I have been waiting a loooooong while for this book to get into my eager hands. A work friend extolled its virtues and it is the September book club pick for one of the clubs I’m in AND I figured it would be good for any number of bingo squares. I went with Far and Away because both the geographical and cultural differences from where I’m sitting in the American Midwest to rural Korea in the 1900s are expansive.
While I was reading it, I was reminded of Gabriel Garcia Marquez’ “One Hundred Years of Solitude” because Lee, like Marquez, follows one family through nearly a generation. I know that Marquez is lauded as almost the founding father of magical realism, but y’all, I felt like I had LIVED through 100 years of solitude in order to get through that book. I’m pleased to say that Lee hits some of the same sweeping epic notes, but she moves the action and characters along briskly, so that you are easily swept up in this narrative.
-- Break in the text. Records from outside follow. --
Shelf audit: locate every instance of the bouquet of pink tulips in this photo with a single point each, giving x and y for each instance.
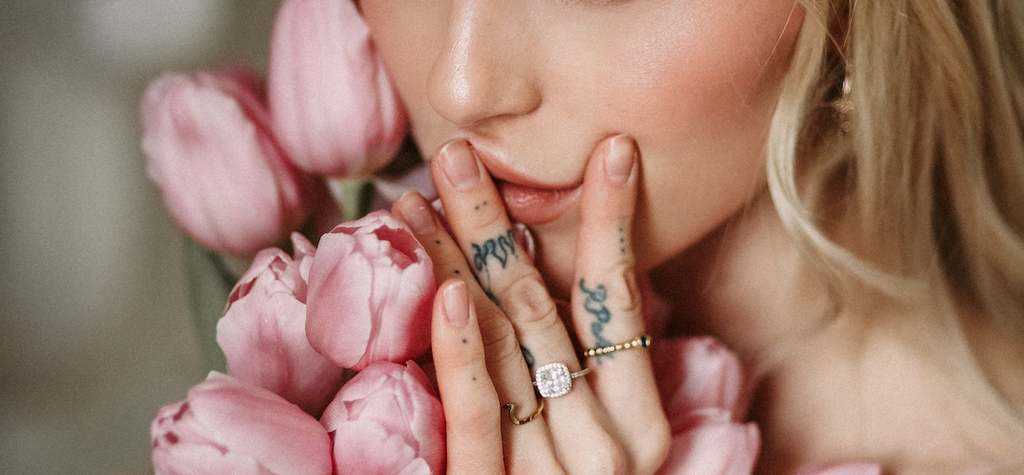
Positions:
(242, 167)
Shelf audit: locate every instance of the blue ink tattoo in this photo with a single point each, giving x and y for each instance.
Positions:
(502, 249)
(594, 304)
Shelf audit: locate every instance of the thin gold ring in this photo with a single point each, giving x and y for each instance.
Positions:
(512, 406)
(642, 341)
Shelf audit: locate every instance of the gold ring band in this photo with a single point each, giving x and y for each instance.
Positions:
(512, 406)
(641, 341)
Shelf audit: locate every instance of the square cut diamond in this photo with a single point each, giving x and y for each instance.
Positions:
(553, 380)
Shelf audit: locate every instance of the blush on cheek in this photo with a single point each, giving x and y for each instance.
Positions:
(714, 65)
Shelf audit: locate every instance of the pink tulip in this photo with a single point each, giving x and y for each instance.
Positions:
(371, 291)
(387, 420)
(263, 334)
(700, 382)
(227, 426)
(332, 103)
(223, 177)
(712, 443)
(697, 373)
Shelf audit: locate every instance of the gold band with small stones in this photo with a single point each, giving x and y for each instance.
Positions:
(641, 341)
(512, 406)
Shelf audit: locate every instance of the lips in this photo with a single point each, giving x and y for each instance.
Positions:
(528, 201)
(530, 205)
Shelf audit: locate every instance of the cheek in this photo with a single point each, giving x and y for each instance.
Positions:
(408, 37)
(699, 108)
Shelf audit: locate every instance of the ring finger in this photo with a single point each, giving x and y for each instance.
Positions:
(482, 229)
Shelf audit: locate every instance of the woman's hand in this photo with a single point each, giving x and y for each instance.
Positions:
(491, 333)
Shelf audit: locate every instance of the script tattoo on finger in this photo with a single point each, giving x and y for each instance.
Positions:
(594, 303)
(500, 249)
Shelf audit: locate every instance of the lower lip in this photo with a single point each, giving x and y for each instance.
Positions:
(537, 206)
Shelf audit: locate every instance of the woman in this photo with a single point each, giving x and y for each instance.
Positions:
(834, 188)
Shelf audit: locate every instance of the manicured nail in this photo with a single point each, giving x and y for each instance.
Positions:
(414, 210)
(619, 159)
(457, 304)
(460, 165)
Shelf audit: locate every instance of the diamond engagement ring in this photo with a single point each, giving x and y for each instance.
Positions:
(554, 379)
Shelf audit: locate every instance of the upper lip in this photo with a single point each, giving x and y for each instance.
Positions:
(503, 172)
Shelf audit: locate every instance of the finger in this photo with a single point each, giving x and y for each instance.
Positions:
(479, 223)
(606, 303)
(473, 428)
(527, 447)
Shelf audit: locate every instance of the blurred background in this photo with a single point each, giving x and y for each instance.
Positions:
(93, 319)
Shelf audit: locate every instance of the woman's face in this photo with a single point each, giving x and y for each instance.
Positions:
(535, 85)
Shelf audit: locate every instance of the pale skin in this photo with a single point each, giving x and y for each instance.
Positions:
(556, 90)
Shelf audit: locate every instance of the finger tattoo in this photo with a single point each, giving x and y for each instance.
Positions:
(594, 303)
(502, 249)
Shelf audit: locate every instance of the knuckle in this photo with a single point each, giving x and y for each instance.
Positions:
(608, 458)
(620, 284)
(500, 342)
(474, 415)
(527, 302)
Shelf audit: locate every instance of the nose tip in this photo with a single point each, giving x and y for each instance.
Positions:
(480, 73)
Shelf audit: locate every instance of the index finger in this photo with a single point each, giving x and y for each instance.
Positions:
(606, 306)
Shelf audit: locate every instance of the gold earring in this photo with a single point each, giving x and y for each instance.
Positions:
(843, 106)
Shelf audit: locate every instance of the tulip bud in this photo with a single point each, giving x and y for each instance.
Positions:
(227, 426)
(387, 420)
(370, 296)
(223, 176)
(714, 444)
(697, 373)
(332, 103)
(263, 333)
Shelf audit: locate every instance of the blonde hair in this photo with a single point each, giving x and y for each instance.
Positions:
(925, 193)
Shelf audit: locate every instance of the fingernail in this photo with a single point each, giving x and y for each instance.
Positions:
(619, 160)
(414, 211)
(460, 165)
(457, 304)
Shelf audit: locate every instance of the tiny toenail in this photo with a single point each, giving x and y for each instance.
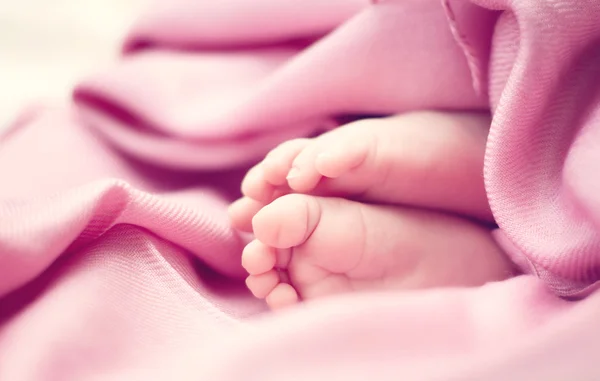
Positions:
(293, 173)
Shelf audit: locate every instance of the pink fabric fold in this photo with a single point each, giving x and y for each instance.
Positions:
(116, 257)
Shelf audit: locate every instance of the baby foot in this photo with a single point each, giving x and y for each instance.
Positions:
(425, 159)
(308, 247)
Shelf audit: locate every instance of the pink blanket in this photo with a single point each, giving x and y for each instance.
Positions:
(117, 261)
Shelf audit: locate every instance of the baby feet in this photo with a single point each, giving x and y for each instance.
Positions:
(425, 159)
(309, 247)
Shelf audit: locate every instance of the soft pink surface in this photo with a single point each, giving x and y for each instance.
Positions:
(112, 210)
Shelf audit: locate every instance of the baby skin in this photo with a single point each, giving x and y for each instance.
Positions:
(395, 203)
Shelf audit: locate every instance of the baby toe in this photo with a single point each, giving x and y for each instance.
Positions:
(262, 285)
(255, 185)
(342, 156)
(278, 162)
(303, 175)
(257, 258)
(287, 221)
(283, 295)
(241, 213)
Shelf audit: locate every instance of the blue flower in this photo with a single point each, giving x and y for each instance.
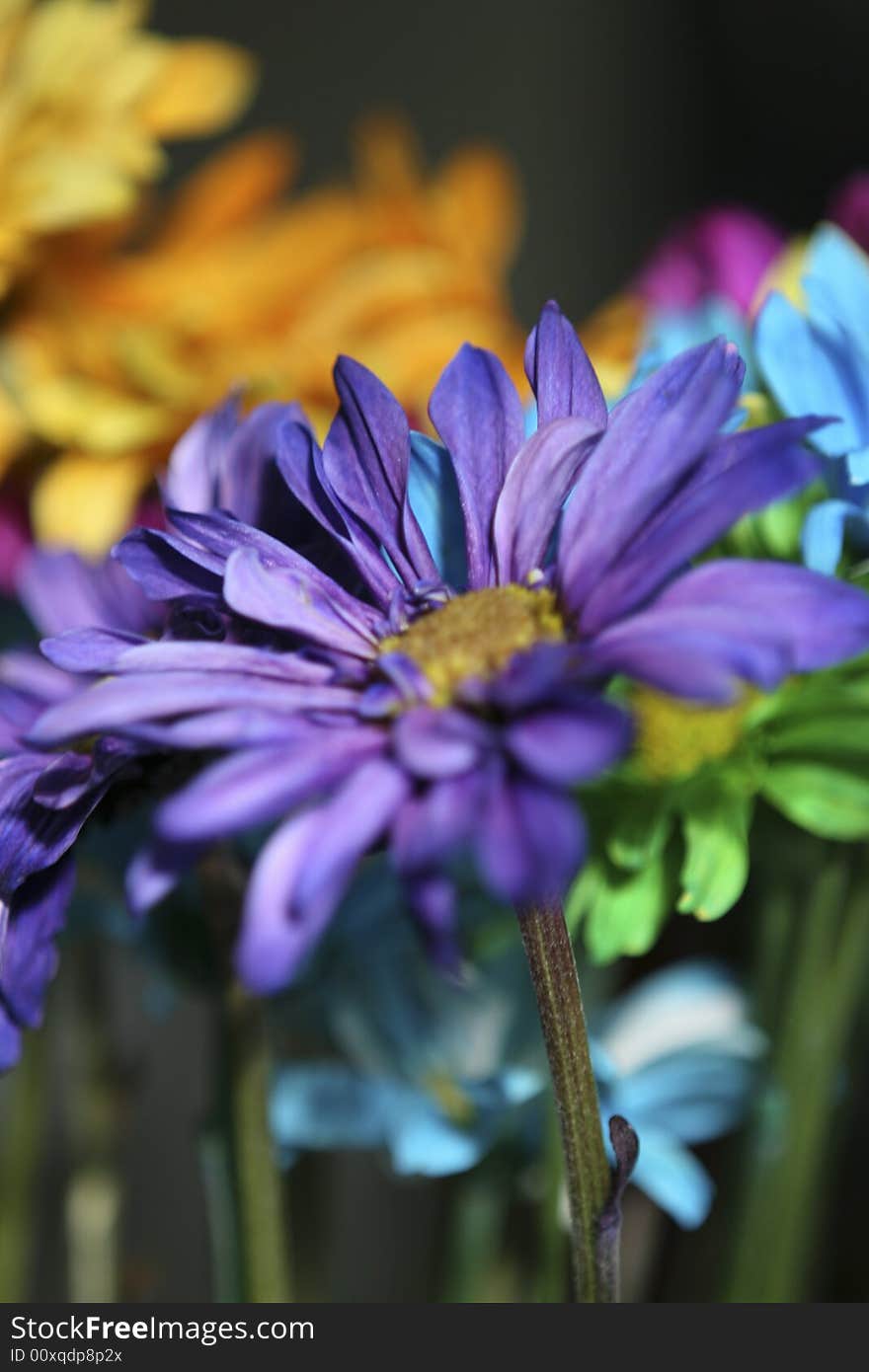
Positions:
(438, 1073)
(677, 1056)
(819, 358)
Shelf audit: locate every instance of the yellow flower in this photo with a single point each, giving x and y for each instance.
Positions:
(85, 99)
(611, 338)
(110, 351)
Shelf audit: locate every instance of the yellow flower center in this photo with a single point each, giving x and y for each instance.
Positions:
(675, 737)
(454, 1104)
(475, 636)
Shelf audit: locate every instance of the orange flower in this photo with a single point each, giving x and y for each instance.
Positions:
(113, 350)
(85, 99)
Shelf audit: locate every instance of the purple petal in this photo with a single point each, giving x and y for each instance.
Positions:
(291, 600)
(263, 784)
(375, 488)
(435, 910)
(32, 836)
(697, 654)
(129, 700)
(820, 620)
(566, 746)
(27, 674)
(657, 433)
(560, 372)
(439, 742)
(62, 590)
(29, 955)
(530, 841)
(168, 567)
(533, 678)
(743, 472)
(436, 823)
(478, 414)
(301, 464)
(88, 649)
(178, 654)
(213, 728)
(194, 465)
(155, 872)
(249, 458)
(305, 869)
(222, 535)
(537, 485)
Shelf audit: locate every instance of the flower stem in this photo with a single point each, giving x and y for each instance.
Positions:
(551, 1281)
(261, 1228)
(791, 1164)
(24, 1115)
(553, 974)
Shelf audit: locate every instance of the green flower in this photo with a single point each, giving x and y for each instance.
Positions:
(671, 830)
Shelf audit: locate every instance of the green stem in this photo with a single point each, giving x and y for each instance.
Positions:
(261, 1227)
(790, 1156)
(553, 974)
(25, 1106)
(552, 1261)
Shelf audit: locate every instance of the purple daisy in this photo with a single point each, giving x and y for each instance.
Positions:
(46, 798)
(362, 697)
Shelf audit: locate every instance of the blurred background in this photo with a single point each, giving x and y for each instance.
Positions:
(619, 116)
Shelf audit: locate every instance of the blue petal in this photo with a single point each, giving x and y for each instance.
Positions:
(836, 281)
(324, 1105)
(434, 498)
(824, 533)
(672, 1179)
(809, 369)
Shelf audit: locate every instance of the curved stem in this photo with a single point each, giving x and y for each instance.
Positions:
(553, 973)
(261, 1225)
(24, 1115)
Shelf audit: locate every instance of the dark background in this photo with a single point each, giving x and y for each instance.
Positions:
(621, 115)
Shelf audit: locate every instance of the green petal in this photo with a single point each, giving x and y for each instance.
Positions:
(828, 800)
(622, 914)
(715, 865)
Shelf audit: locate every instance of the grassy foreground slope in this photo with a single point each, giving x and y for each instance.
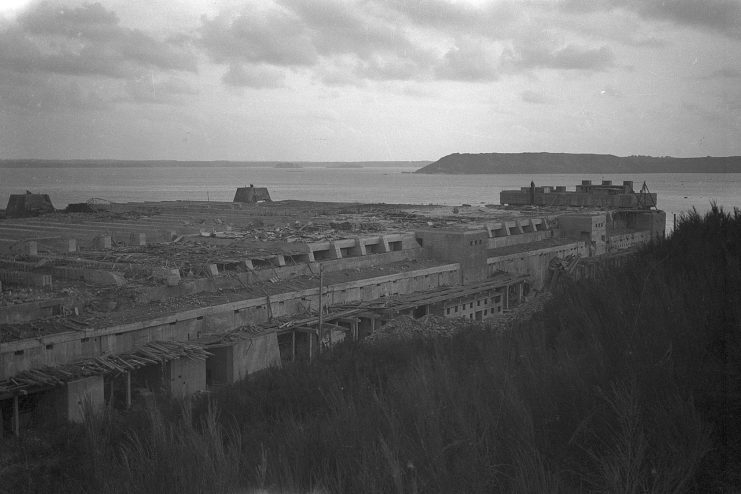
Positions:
(630, 383)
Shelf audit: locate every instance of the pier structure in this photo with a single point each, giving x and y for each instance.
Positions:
(124, 301)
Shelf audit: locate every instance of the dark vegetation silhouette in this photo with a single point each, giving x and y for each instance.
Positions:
(629, 383)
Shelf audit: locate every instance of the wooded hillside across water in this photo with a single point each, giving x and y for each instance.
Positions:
(502, 163)
(628, 383)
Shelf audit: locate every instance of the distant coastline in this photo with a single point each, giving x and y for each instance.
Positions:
(555, 163)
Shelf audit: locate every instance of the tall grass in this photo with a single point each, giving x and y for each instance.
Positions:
(629, 383)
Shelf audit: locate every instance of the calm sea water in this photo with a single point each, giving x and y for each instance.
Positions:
(677, 192)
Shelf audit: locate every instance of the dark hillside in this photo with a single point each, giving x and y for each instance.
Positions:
(629, 383)
(503, 163)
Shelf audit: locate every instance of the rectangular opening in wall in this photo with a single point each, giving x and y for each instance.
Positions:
(373, 248)
(261, 263)
(322, 255)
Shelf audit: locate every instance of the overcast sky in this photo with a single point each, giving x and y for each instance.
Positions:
(330, 80)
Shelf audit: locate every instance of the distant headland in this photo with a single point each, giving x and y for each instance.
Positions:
(504, 163)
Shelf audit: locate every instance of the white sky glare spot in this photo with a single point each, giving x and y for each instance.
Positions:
(402, 79)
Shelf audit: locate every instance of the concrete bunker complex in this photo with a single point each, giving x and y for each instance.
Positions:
(113, 305)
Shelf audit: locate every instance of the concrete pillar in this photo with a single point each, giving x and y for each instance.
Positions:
(383, 243)
(16, 417)
(81, 393)
(31, 248)
(69, 245)
(138, 239)
(334, 251)
(359, 249)
(128, 390)
(103, 242)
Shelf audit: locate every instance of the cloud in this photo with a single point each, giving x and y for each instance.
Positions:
(86, 40)
(469, 61)
(534, 97)
(148, 89)
(610, 92)
(725, 73)
(27, 93)
(569, 57)
(274, 37)
(721, 16)
(253, 76)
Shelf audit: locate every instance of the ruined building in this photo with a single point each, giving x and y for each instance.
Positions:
(113, 305)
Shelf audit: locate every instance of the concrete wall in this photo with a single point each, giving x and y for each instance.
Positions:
(60, 348)
(69, 402)
(524, 238)
(479, 307)
(627, 240)
(577, 199)
(255, 354)
(185, 376)
(534, 263)
(465, 247)
(591, 228)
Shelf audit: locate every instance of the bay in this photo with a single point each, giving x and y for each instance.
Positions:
(677, 193)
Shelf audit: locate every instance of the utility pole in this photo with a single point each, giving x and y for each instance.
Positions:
(321, 306)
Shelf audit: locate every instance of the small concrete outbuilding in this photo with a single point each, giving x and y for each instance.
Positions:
(28, 204)
(252, 194)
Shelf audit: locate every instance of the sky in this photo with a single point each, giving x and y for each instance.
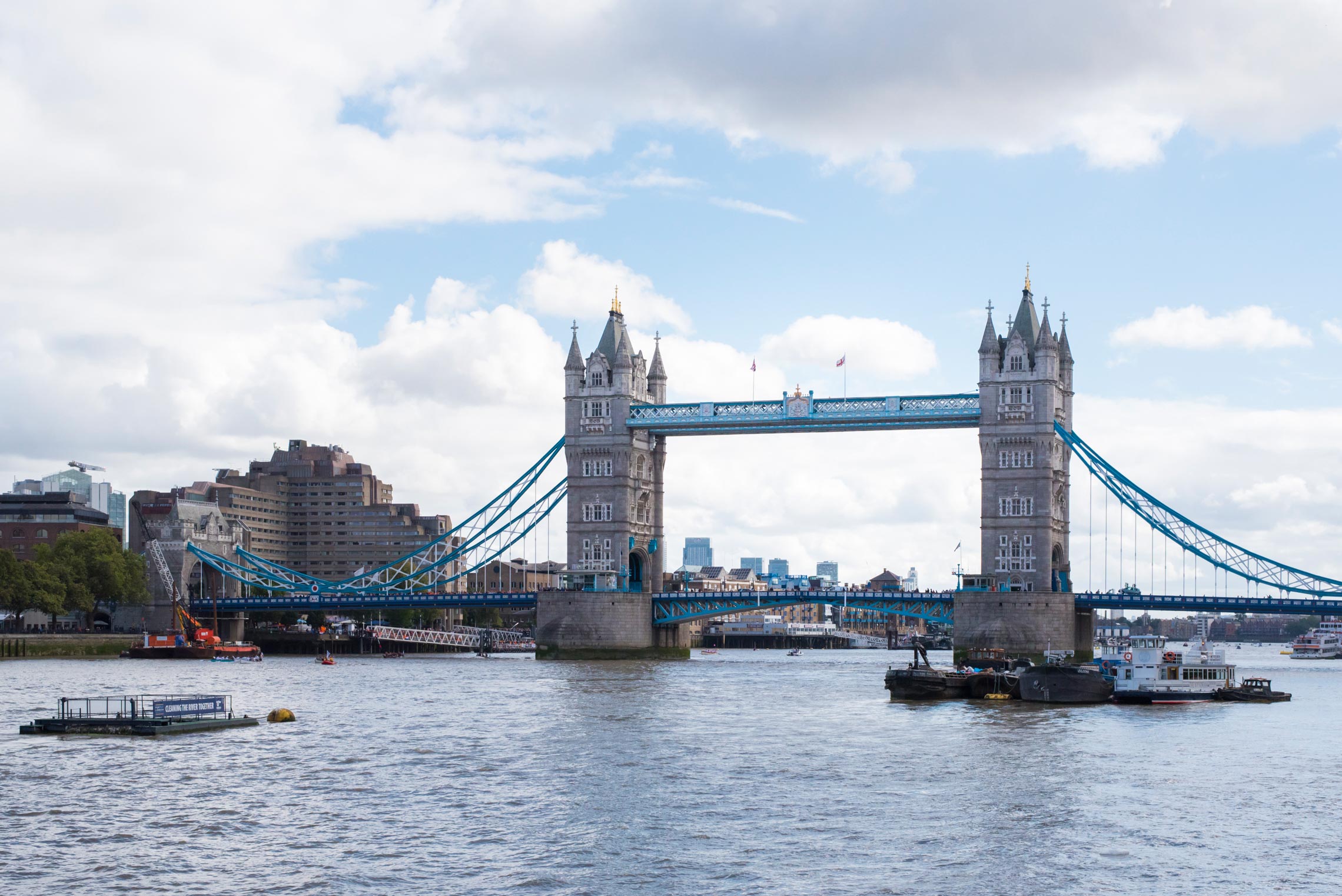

It’s hard to get into the nitty gritty of this book without spoiling some of the early plot points, so I’ll keep it brief. We follow one family from the 1900s through the 1980s and see how impossible choices, between a rock, and a slightly less pointy rock, shape the future. It was a moving story about family, war, hardship, and love. Lee is masterful at getting the reader from A to Z. Once the initial action is set, she begins to “time travel” in that every few chapters she jumps a head a few years, and sometimes to a different city with a different family member. This keeps the reader up-to-date on everyone without constantly having to backtrack in the narrative. Plus, she allows the characters to give details about each other. For example, the end of one chapter has a couple, I’ll call A and B just starting out, but the start of the next chapter is two years later, in another city, and a relative of A, C mentions to another character D, offhandedly, that A and B have a baby on the way. So, the reader knows what’s been happening. This is a unique way to “show, not tell” and I was very engaged because of it. If anything, Lee moves it along a little too quickly which is unusual for a book with such wide scope.
Fun fact: I’m a stickler for trying to make sense of a title and it takes quite while for the title to click together with the action of the book, and in fact about halfway through I recall pondering, “Soooo, Pachinko? Por que??” But, it all becomes crystal clear in the latter half. Stay the course.
In conclusion, I see what this book was a finalist for the national book award, and I agree with all the hubbub. Two thumbs up, do recommend.